The Alderwood Quilts blog is for customers, friends and quilt enthusiasts. . Sue and her husband also own run a small lavender farm along with the quilt shop. You'll see lavender and other gardening topics, as well as knitting, recipes, photos of kids and pets.. and whatever else comes to mind.
We finished harvesting the lavender last weekend. My goal was to get it all in before we turned the page on the calendar to August! OK... so I turned the page on August 2nd. It would have been better to get the last of it cut a week earlier but there are only so many hours in a day... and my days never seem to have enough hours. Our little farm of 300 plants yielded us 1500 bundles this year. It's the third harvest for most of these plants and we were VERY pleased!
I wanted to show you how we cut the lavender. We use sickles, which are half - moon shaped knives. We grab a bunch with one hand and use a sweeping motion with the sickle to slice it. Gotta love sickles!

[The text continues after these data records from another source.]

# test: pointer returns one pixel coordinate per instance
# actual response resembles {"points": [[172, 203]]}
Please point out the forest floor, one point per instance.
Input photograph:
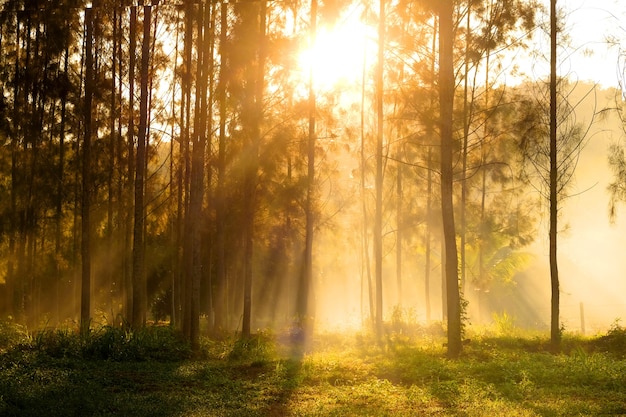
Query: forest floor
{"points": [[56, 373]]}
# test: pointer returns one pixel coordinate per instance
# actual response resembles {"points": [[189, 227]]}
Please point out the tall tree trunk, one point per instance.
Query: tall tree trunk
{"points": [[427, 267], [85, 294], [129, 225], [139, 273], [306, 278], [197, 170], [378, 215], [464, 151], [365, 261], [446, 102], [58, 234], [255, 84], [555, 331], [220, 213], [186, 254]]}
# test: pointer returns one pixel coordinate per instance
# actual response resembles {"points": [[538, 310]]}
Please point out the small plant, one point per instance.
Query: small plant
{"points": [[257, 348], [12, 334], [504, 323]]}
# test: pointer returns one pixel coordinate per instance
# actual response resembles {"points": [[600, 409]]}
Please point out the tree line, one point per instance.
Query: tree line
{"points": [[169, 161]]}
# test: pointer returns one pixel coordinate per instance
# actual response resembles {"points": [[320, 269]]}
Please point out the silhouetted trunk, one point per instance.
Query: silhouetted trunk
{"points": [[85, 294], [555, 331], [220, 214], [254, 104], [464, 151], [197, 171], [58, 234], [306, 277], [139, 278], [365, 247], [378, 215], [446, 99]]}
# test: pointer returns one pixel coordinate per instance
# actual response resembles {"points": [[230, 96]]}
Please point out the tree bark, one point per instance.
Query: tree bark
{"points": [[306, 275], [85, 294], [555, 331], [139, 277], [446, 102], [378, 219]]}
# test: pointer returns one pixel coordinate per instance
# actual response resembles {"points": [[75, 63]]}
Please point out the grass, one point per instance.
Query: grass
{"points": [[151, 373]]}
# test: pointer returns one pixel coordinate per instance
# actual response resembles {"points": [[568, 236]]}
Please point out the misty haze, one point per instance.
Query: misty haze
{"points": [[312, 208]]}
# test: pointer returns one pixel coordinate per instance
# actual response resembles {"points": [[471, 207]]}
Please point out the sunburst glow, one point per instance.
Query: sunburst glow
{"points": [[339, 54]]}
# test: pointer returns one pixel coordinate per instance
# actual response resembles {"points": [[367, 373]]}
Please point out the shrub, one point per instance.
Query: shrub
{"points": [[12, 335]]}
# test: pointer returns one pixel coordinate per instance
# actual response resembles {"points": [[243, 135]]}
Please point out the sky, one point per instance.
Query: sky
{"points": [[590, 23], [592, 266]]}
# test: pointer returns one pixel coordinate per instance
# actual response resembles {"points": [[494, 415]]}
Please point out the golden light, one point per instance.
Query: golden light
{"points": [[339, 54]]}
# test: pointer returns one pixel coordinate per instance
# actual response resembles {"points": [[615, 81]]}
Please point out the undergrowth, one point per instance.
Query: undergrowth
{"points": [[404, 373]]}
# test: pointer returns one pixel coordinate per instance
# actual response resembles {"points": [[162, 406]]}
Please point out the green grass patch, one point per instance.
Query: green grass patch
{"points": [[406, 374]]}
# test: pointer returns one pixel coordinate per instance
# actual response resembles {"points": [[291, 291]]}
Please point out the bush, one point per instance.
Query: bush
{"points": [[12, 335], [160, 343], [614, 341]]}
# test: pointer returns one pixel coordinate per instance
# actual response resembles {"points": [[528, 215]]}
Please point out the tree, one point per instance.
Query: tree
{"points": [[86, 234], [555, 329], [139, 277], [446, 104]]}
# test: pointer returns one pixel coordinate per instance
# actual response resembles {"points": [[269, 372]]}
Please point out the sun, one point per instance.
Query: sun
{"points": [[339, 54]]}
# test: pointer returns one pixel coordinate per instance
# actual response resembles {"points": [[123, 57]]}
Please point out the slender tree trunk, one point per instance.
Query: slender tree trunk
{"points": [[256, 86], [186, 258], [128, 238], [306, 277], [85, 307], [139, 277], [466, 126], [555, 331], [446, 98], [399, 233], [427, 267], [364, 230], [378, 216], [219, 300], [197, 171], [429, 196]]}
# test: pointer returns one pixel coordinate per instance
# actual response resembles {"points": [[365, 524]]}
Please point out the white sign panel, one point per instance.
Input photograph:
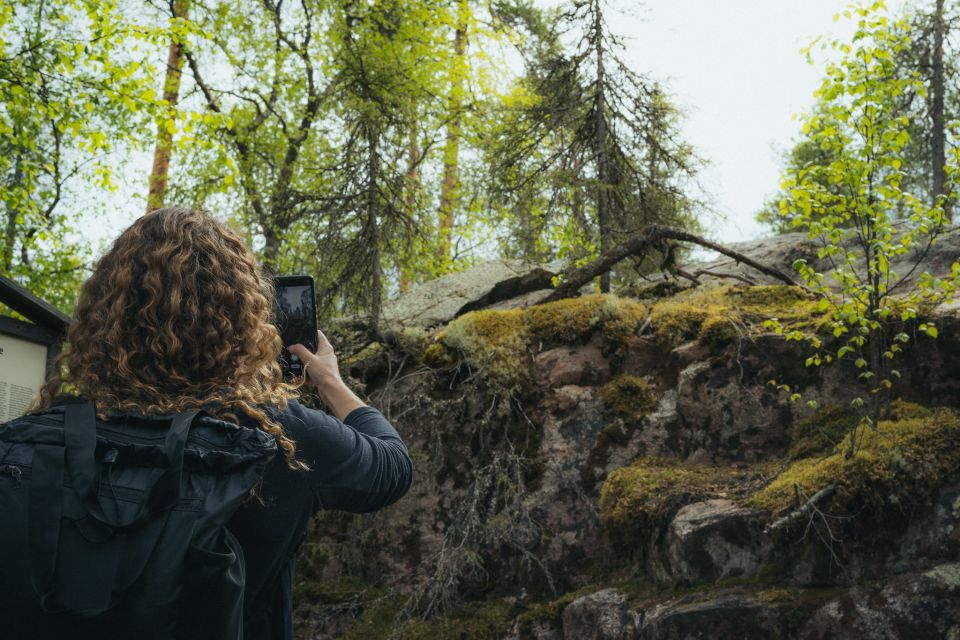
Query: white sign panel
{"points": [[23, 370]]}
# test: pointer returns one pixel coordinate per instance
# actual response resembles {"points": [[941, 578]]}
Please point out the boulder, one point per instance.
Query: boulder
{"points": [[603, 615], [918, 605], [714, 539], [725, 616], [579, 365], [441, 300]]}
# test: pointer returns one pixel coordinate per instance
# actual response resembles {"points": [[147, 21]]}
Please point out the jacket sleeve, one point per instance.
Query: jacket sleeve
{"points": [[358, 465]]}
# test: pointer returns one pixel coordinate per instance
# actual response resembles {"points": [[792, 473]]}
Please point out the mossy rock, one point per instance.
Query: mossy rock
{"points": [[500, 343], [901, 463], [718, 331], [676, 322], [439, 356], [719, 314], [628, 397], [636, 498], [368, 353], [495, 342], [471, 621], [821, 432], [550, 614]]}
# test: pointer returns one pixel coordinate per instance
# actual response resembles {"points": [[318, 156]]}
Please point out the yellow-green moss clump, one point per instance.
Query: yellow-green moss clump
{"points": [[574, 319], [717, 315], [369, 352], [899, 464], [480, 621], [496, 342], [628, 397], [821, 432], [500, 343], [637, 496]]}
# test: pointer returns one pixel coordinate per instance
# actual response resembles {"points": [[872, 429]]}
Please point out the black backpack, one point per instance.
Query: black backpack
{"points": [[116, 529]]}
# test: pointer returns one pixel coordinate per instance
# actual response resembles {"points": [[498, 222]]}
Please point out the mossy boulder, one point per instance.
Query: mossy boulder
{"points": [[638, 498], [720, 314], [628, 397], [899, 465], [500, 343]]}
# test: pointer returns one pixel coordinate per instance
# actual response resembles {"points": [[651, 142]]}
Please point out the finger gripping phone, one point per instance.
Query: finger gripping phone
{"points": [[295, 316]]}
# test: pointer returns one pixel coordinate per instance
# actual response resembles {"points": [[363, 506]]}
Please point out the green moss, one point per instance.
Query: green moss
{"points": [[574, 319], [334, 591], [564, 321], [900, 463], [550, 613], [775, 296], [902, 410], [718, 314], [628, 397], [717, 331], [499, 343], [437, 355], [481, 621], [635, 497], [676, 322], [821, 432]]}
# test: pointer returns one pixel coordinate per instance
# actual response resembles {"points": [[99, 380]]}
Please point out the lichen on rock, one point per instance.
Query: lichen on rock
{"points": [[900, 463]]}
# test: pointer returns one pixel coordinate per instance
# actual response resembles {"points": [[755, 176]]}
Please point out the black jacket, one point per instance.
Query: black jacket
{"points": [[357, 465]]}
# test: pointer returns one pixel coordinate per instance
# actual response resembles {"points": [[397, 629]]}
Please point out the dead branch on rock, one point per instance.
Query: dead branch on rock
{"points": [[807, 508], [654, 237]]}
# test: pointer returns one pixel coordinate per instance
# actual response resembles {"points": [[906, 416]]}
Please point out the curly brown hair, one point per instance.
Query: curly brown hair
{"points": [[176, 317]]}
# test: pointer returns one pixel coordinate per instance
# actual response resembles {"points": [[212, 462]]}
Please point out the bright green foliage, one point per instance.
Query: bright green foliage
{"points": [[851, 205], [75, 86]]}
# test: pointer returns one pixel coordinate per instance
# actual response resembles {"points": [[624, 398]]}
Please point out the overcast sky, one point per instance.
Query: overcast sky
{"points": [[735, 68]]}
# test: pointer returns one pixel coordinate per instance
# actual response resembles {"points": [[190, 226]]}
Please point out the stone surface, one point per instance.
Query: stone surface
{"points": [[579, 365], [782, 250], [440, 300], [714, 539], [600, 616], [724, 617]]}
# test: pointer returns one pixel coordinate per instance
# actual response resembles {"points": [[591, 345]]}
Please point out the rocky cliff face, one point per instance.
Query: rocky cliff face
{"points": [[619, 466]]}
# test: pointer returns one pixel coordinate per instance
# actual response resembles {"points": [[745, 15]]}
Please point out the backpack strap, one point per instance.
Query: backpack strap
{"points": [[80, 437], [43, 517], [50, 464]]}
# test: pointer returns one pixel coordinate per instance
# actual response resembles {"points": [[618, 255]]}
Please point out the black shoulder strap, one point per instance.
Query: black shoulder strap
{"points": [[80, 437], [77, 454]]}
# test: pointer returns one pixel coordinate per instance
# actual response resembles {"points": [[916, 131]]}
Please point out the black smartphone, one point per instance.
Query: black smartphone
{"points": [[295, 316]]}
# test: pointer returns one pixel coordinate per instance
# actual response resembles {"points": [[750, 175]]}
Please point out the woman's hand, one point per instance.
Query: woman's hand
{"points": [[321, 369]]}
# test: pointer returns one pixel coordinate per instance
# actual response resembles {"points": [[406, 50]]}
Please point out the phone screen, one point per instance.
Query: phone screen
{"points": [[295, 316]]}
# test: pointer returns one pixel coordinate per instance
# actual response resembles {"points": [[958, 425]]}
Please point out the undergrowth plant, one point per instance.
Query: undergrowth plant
{"points": [[862, 219]]}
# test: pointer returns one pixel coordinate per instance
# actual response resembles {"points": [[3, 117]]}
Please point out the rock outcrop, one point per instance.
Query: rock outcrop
{"points": [[615, 467]]}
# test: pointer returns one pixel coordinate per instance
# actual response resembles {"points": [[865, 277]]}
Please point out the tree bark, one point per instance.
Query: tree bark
{"points": [[373, 232], [451, 151], [600, 147], [939, 156], [171, 92], [652, 237], [412, 186]]}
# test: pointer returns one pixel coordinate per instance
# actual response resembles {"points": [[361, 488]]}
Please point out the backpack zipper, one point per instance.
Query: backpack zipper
{"points": [[15, 472]]}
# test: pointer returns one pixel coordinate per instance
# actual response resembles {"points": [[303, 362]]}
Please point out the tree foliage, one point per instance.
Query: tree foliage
{"points": [[74, 87], [857, 208]]}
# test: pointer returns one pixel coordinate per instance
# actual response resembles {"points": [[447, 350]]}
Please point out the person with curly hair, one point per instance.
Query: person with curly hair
{"points": [[177, 317]]}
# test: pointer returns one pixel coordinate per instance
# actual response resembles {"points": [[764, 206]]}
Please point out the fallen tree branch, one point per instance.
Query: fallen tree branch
{"points": [[652, 237], [810, 505]]}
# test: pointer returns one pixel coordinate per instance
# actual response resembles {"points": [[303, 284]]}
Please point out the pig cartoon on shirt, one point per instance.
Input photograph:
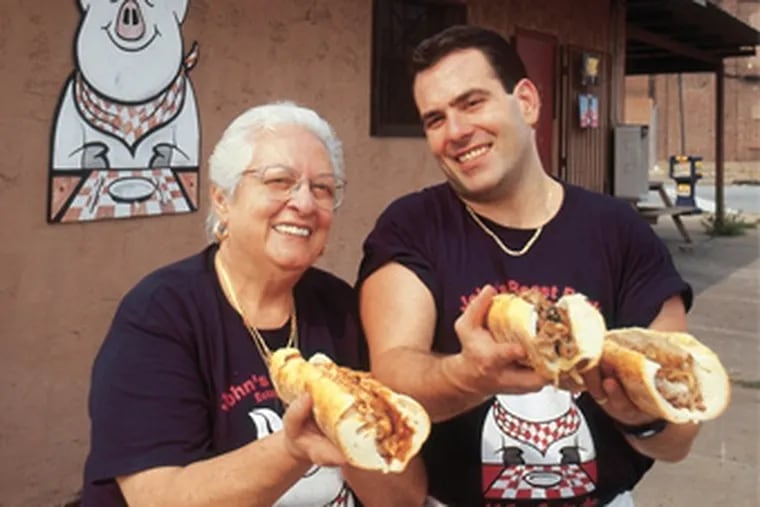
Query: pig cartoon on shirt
{"points": [[128, 112]]}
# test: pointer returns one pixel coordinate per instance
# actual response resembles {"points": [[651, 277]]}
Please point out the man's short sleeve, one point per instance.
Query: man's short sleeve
{"points": [[649, 276], [401, 235]]}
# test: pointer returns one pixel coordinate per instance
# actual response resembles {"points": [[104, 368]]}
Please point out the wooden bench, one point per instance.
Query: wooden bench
{"points": [[652, 213]]}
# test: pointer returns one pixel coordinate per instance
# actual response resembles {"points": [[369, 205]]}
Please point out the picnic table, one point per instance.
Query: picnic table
{"points": [[652, 213]]}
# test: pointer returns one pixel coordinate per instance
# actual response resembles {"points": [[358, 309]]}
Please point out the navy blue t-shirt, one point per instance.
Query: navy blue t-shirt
{"points": [[547, 448], [178, 378]]}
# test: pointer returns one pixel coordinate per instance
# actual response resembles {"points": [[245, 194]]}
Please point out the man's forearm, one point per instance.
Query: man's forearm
{"points": [[407, 489], [428, 378], [673, 444]]}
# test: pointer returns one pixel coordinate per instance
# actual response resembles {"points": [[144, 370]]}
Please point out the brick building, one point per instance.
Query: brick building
{"points": [[742, 102]]}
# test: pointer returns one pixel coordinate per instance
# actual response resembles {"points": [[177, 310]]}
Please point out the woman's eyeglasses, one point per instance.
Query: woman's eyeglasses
{"points": [[281, 181]]}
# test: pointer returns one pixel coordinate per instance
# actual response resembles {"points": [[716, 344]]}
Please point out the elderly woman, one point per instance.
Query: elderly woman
{"points": [[183, 410]]}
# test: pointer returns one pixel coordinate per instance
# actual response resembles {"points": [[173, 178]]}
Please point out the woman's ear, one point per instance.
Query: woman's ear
{"points": [[219, 201], [529, 99]]}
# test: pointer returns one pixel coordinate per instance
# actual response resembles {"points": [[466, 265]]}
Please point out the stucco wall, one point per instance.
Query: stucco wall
{"points": [[60, 284]]}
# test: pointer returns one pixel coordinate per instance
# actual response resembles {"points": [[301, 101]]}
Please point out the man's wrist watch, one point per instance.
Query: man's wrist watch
{"points": [[647, 430]]}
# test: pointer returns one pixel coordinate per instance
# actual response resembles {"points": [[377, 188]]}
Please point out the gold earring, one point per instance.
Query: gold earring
{"points": [[221, 232]]}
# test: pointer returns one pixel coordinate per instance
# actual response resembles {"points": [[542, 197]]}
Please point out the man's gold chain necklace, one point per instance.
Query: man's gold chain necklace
{"points": [[258, 340], [499, 242]]}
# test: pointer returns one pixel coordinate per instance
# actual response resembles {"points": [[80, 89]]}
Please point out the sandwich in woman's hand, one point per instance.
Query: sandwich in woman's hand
{"points": [[668, 375], [374, 427], [562, 339]]}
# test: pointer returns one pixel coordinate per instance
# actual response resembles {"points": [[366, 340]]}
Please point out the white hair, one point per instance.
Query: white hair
{"points": [[235, 149]]}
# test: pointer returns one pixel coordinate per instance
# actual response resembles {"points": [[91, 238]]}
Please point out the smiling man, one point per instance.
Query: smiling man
{"points": [[500, 223]]}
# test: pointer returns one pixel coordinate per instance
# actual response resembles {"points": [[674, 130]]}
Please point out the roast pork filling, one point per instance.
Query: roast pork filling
{"points": [[553, 337], [675, 380], [393, 434]]}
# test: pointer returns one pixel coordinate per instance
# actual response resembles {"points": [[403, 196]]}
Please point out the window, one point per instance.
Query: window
{"points": [[398, 26]]}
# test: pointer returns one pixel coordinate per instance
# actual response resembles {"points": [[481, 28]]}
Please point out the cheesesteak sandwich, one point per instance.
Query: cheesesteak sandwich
{"points": [[374, 427], [668, 375], [562, 339]]}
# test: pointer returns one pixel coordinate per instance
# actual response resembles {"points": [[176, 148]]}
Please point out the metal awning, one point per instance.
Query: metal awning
{"points": [[667, 36]]}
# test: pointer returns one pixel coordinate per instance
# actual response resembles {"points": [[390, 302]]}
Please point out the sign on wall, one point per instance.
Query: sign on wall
{"points": [[126, 137]]}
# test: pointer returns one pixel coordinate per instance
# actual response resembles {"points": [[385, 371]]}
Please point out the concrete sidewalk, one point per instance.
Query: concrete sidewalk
{"points": [[723, 468]]}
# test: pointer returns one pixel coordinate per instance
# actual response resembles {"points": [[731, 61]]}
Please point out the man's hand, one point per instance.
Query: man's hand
{"points": [[608, 392], [303, 438], [484, 366]]}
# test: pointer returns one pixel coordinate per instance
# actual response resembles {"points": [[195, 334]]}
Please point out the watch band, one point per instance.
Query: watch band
{"points": [[647, 430]]}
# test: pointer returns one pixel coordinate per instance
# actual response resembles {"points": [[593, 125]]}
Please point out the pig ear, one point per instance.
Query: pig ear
{"points": [[179, 7]]}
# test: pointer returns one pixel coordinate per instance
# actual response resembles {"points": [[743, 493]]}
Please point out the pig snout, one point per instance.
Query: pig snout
{"points": [[129, 23]]}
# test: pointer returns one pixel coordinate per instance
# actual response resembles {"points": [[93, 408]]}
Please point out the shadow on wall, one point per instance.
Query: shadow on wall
{"points": [[709, 259]]}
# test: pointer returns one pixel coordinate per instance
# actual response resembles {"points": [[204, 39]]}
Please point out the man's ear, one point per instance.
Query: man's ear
{"points": [[529, 99]]}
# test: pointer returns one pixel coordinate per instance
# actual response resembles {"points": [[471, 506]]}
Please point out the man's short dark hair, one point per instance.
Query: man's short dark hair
{"points": [[503, 58]]}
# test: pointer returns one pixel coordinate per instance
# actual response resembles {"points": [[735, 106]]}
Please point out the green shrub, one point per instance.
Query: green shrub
{"points": [[734, 224]]}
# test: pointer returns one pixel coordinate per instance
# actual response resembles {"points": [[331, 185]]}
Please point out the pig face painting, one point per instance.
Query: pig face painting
{"points": [[126, 136], [537, 447]]}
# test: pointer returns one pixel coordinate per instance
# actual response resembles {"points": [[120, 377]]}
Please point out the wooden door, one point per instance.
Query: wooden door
{"points": [[538, 52]]}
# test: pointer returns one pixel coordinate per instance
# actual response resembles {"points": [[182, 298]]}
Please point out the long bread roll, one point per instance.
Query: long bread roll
{"points": [[561, 339], [374, 427], [668, 375]]}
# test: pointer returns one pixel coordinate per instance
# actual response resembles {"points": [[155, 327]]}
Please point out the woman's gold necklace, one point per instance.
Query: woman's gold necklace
{"points": [[499, 242], [258, 340]]}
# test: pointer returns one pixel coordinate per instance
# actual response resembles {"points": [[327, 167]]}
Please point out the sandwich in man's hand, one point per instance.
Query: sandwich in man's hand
{"points": [[374, 427], [561, 340], [668, 375]]}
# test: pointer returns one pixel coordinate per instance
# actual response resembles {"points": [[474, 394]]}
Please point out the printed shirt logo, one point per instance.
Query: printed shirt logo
{"points": [[537, 434], [319, 485], [537, 447]]}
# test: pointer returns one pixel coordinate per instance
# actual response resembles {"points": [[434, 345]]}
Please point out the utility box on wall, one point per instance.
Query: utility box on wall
{"points": [[631, 162]]}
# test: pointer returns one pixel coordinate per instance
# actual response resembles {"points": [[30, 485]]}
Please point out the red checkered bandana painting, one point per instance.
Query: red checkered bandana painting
{"points": [[537, 447], [126, 136]]}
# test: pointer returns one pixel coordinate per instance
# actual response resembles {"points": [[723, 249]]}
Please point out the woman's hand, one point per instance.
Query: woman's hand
{"points": [[303, 438]]}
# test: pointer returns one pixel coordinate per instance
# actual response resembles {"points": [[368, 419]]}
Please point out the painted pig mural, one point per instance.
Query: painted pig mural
{"points": [[126, 138]]}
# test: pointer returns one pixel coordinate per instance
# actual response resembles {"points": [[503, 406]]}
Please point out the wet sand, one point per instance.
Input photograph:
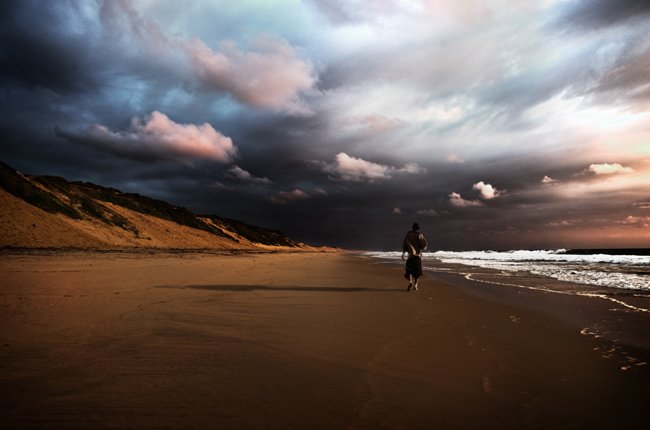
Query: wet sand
{"points": [[296, 341]]}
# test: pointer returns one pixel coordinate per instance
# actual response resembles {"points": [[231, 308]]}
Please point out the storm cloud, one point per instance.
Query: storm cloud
{"points": [[494, 125]]}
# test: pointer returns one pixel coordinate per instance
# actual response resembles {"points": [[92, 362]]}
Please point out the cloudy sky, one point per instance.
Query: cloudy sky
{"points": [[500, 124]]}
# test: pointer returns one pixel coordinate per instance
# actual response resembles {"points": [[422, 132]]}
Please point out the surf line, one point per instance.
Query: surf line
{"points": [[469, 277]]}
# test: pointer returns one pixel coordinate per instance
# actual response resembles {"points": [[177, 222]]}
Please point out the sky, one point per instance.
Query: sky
{"points": [[508, 124]]}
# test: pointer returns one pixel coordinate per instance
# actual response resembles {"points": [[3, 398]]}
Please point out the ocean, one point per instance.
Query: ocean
{"points": [[620, 276]]}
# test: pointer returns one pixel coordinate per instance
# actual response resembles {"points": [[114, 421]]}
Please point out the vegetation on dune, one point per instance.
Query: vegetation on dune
{"points": [[253, 233], [20, 186]]}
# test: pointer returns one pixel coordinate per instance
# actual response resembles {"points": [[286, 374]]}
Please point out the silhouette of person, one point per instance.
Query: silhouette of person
{"points": [[414, 243]]}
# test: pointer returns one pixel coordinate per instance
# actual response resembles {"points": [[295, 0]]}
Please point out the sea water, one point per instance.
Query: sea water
{"points": [[624, 271]]}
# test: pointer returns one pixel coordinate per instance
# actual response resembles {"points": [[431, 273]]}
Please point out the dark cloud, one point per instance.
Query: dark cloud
{"points": [[37, 53], [402, 107]]}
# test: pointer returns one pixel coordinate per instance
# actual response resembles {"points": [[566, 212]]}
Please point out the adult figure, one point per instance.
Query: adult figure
{"points": [[414, 243]]}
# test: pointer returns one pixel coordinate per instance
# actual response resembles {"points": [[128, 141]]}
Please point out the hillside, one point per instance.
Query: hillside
{"points": [[51, 212]]}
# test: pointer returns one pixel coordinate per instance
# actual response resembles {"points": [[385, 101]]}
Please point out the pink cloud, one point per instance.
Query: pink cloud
{"points": [[273, 76], [158, 137], [427, 212], [608, 169], [246, 176], [457, 200], [548, 180], [285, 197]]}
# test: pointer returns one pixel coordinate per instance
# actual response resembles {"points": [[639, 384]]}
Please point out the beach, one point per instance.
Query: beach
{"points": [[306, 340]]}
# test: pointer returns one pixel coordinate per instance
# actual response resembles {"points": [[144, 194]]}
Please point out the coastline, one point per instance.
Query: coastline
{"points": [[300, 340]]}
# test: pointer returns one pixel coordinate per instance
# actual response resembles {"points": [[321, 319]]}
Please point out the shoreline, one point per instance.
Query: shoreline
{"points": [[594, 311], [290, 340]]}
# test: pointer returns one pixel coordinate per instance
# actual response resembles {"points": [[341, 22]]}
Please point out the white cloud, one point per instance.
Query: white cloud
{"points": [[350, 168], [158, 137], [244, 175], [457, 200], [427, 212], [608, 169], [285, 197], [488, 192], [273, 76]]}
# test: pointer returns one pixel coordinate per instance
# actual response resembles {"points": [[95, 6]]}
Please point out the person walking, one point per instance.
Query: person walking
{"points": [[414, 243]]}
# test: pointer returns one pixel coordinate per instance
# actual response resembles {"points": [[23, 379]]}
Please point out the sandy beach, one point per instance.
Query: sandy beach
{"points": [[294, 341]]}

Whatever didn't sell as fresh bundles ended up being dried. DH hung long chains from the ceiling of the old horse stall in the back of the barn. We secure the bundles with rubber bands when we harvest. Then we twist paper clips open (so they look like an "S") and hook one end of the paper clip into the rubber band and one end into a chain link. They hang upside down and we hook them in a spiral fashion to give them maximum air flow. Each chain can hold about 50 bundles. We also have fans going in there. It's very humid with all of that fresh cut lavender. People often say how wonderful it must smell! Honestly- I can hardly smell it any more. My nose has been bombarded with lavender for so long that I can't smell the lavender. I smell other things just fine.... just not lavender.
Even though I can't smell the lavender, when we take the buds off, there is quite a bit of "dust" kicked up. I start sneezing and get a runny nose. I'm not allergic to it... it's just a matter of all that particulate matter in the air. So this part is best done outside. We pull the dried lavender off the chains. The trays they are in have screen bottoms for air flow, and to sift out the very fine particles. This photo is showing about a hundred bundles.
DH sets up the canopy and a few tables for me and I just enjoy being outside while I play with my purple bounty.
To claim just the buds, I rub the dried bundles between my hands. They just fall off! Then we sift them twice and bag em' up to sell on the website. We use them for lavender dryer bags, sachets, sell to people for wedding toss and bulk for crafting. There ARE commercial machines that shake the buds off and sift them, but our operation isn't large enough to justify that expense. As long as we keep the farm to this size, the old fashioned hands- on method is just fine. I do have some local friends who like to come play with me for a day here an there and it makes the work go faster.
I have the buds off of most of the dried bundles- about 300 bundles still hanging to dry. It's been a very good harvest and very rewarding to see so many nice quality buds for our efforts.